Try as they might, the federal courts are failing at keeping developer Felix Sater's shady criminal past a secret.
Sater was a key promoter in the Fort Lauderdale beachfront Trump tower and helped rake in millions to fund the now-abandoned project. A petition from investors to the U.S. Supreme Court says the details of Sater's past ties with mafia figures (and guilty plea in a $40-million stock ripoff) were kept from them -- lawyers say, "illegally."
The Supreme Court documents, obtained by the Miami Herald, reveal Sater's criminal activities were covered up in a deal with New York prosecutors. And now, it seems, everybody knows anyway.
Among the accusations against the guy people trusted with their condo cash: He stabbed a guy in a bar fight with the broken stem of a margarita glass, helped the government track down black-market missiles, informed on mafia figures, and pleaded guilty to a multi-million-dollar investment swindle. He's also accused of telling a condo administrator he could have him killed.

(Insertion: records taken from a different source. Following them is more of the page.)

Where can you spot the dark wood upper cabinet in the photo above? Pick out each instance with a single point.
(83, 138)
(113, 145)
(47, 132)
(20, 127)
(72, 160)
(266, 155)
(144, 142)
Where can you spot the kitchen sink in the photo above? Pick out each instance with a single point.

Many of the accusations were outlined In a Herald story last month, based on documents from a civil suit filed on behalf of Trump investors. The civil case was immediately sealed and the lawyer who filed it becoming the target of a federal probe.
The Supreme Court petition released yesterday says Sater's is only one of many federal cases hidden in New York, "creating a covert dual justice system accountable to no one, without public notice." Judges have heavily criticized the lawyers for dumping sealed records into public court filings and endangering witnesses; the lawyers say their clients had a right to know who they were dealing with.